The Golden Age of Education Innovation

“There Are Alternatives,” the lede of the above-titled article states, and it’s great news that the list of alternatives is growing — it is a golden age. Here is John Stonestreet and G. Shane Morris:

What happens if your school district crosses a line with its curriculum? What do you do now? Here are some words of encouragement.

Last month, we learned that the Orange County California Board of Education will not allow parents to remove their kids from classes that discuss “gender, gender identity, gender expression, [or] sexual orientation.”

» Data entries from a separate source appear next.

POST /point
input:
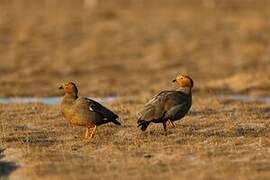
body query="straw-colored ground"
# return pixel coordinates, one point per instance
(133, 49)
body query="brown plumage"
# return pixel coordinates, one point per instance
(168, 106)
(83, 111)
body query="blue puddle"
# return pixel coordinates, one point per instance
(47, 100)
(245, 98)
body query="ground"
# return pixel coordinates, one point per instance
(132, 50)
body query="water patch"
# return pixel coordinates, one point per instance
(245, 98)
(47, 100)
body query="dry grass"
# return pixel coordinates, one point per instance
(224, 141)
(133, 49)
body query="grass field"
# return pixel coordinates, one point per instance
(132, 50)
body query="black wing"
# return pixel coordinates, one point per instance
(100, 109)
(154, 108)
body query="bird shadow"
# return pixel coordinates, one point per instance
(6, 167)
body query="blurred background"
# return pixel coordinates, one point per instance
(121, 47)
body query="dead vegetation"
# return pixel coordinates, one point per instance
(133, 49)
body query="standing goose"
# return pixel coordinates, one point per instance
(168, 106)
(83, 111)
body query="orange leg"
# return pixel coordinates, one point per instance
(165, 127)
(93, 132)
(171, 123)
(86, 136)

Now, parents have apparently found a loophole: They can remove their children from the entire sex-education program, just not from the specific parts they don’t like. An attorney for the Orange County Department of Education failed to mention that detail when he announced to parents they “do not have a constitutional right to excuse their children from portions of the school curriculum they find objectionable.”

Sorting through the back and forth and sleight of hand to keep your children out of ideologically-opposed classes is a nightmare. And it’s not just in California.

Across the country, curriculum is being used to force students, even grade schoolers, into a set of beliefs about gender and sexuality that run contrary to the Christian view of creation, not to mention common-sense morality.

In Illinois, the Senate passed a bill requiring public schools to teach “the roles and contributions of lesbian, gay, bisexual, and transgender people in the history of this country and this State.” If passed by a Democrat-controlled House, it will take effect next year. There’s no sign that this rising tide of public school indoctrination will ebb.

So Christian parents face tough decisions: whether to keep their children in government-run schools or find some alternative. Let me repeat something I’ve said before: There’s no one-size-fits-all answer. Each family will have to make this choice for themselves, considering the options available to them given a lot of considerations.